Разговор этот начал сердить адвоката и он заметил надменным тоном:
— Кто займётся этим гибнущим делом и мелочной лавочкой, об этом я, конечно, не имел времени подумать. Быть может, Шельдруп и годится для этого. Я этого не знаю. Учился ли он чему-нибудь?
— Чему-нибудь? Конечно. Он все эти годы учился за границей.
— Да? Учился в иностранных университетах? Удивительно только, что никто об этом ничего не слыхал!
Но тут адвокату вдруг пришло в голову, что он говорит вовсе не то, что следует.
— Речь идёт теперь не о Шельдрупе, — поправился он, — а об остальной семье, которая хорошо сделает, если посбавит спеси. Я только их и имел в виду.
Однако, фрёкен Ольсен сочла нужным сказать что-нибудь в пользу Фии Ионсен.
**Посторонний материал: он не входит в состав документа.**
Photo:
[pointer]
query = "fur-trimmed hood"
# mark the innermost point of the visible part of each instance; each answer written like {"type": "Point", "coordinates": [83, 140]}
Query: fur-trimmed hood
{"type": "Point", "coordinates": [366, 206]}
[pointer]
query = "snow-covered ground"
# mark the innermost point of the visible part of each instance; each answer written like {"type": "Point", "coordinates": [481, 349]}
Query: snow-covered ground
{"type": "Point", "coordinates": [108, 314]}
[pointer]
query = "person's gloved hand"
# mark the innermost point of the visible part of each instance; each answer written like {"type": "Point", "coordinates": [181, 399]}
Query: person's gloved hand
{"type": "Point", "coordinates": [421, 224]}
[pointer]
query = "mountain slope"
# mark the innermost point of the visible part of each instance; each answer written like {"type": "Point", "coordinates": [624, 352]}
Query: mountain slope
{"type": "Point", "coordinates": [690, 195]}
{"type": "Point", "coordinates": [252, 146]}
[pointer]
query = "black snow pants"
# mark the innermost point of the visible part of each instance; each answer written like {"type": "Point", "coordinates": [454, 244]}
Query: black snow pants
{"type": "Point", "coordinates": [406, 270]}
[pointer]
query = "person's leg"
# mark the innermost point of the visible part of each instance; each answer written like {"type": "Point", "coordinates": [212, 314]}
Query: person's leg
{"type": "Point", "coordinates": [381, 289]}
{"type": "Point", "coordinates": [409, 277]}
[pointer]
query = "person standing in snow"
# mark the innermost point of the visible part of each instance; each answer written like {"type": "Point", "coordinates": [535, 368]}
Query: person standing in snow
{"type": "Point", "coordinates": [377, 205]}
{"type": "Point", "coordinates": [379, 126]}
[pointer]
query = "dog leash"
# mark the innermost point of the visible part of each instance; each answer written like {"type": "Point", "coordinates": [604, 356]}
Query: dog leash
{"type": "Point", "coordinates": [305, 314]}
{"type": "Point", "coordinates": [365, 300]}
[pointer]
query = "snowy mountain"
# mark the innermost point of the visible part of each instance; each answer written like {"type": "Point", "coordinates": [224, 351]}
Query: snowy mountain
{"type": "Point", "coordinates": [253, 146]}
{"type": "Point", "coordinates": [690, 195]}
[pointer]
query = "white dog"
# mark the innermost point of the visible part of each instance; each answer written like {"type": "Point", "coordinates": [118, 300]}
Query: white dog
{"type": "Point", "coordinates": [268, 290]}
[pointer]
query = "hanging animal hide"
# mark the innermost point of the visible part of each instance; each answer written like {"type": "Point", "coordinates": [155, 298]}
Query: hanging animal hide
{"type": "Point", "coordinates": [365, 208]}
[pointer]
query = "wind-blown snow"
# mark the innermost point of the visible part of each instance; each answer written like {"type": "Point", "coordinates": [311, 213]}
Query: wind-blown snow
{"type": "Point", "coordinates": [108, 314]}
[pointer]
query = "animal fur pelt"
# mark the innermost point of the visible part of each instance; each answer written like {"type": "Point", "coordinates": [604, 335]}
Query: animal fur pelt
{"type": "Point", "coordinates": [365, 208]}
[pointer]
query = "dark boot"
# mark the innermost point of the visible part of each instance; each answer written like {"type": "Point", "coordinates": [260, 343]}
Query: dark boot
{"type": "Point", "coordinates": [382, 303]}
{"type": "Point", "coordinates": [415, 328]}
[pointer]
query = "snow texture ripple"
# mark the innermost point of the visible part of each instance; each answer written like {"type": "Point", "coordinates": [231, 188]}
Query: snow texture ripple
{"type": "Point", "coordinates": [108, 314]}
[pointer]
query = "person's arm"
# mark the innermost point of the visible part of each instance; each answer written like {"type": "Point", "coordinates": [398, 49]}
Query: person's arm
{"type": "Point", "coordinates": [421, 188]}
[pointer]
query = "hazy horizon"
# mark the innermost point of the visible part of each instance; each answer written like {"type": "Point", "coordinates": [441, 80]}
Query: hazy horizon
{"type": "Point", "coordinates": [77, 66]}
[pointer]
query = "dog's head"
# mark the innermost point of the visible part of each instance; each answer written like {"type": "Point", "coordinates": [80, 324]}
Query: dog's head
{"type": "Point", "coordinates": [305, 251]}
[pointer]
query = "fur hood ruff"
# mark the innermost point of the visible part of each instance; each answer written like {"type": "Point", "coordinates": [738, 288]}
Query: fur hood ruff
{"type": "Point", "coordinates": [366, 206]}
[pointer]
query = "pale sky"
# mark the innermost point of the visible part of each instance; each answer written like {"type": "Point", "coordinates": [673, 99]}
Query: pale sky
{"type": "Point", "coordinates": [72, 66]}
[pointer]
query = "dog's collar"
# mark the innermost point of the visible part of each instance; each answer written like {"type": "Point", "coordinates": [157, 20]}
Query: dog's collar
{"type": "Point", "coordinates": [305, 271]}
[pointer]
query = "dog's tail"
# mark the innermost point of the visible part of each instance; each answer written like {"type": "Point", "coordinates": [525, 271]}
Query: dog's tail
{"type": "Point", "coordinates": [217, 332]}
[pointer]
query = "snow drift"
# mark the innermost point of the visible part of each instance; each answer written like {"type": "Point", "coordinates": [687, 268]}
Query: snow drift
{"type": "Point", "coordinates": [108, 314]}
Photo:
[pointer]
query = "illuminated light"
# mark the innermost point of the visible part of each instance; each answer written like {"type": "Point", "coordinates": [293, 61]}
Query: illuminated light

— Фиа прекрасно рисует, — заметила она.
— Вы находите? — сказал он, как будто был противоположного мнения.
— А вы разве не находите? — спросила она.
— Поговорим лучше о другом, — отвечал он. Он заговорил о собственном деле. Может быть, было бы лучше, если б он не начинал теперь. Он не обладал светским тактом и молодой девушке, конечно, должно было казаться странным то, что он целые годы держал себя так равнодушно. Теперь он должен был объяснить свои поступки, а это было не легко. Где он мог научиться трудному искусству добиваться сердца девушки, имея в виду только её приданое? Кроме того, его громовый голос в данном случае вредил ему. Он годился для произнесения речей, для словесных битв. Но он не мог нашептывать нежные слова и, не понимая опасности, прямо шёл ей навстречу. Этот мужик, этот пентюх, говорил слишком уверенно! Какую такую «совместную работу» он имел в виду? Точно об этом могла быть речь между ними? Поэтому она ничего не отвечала ему.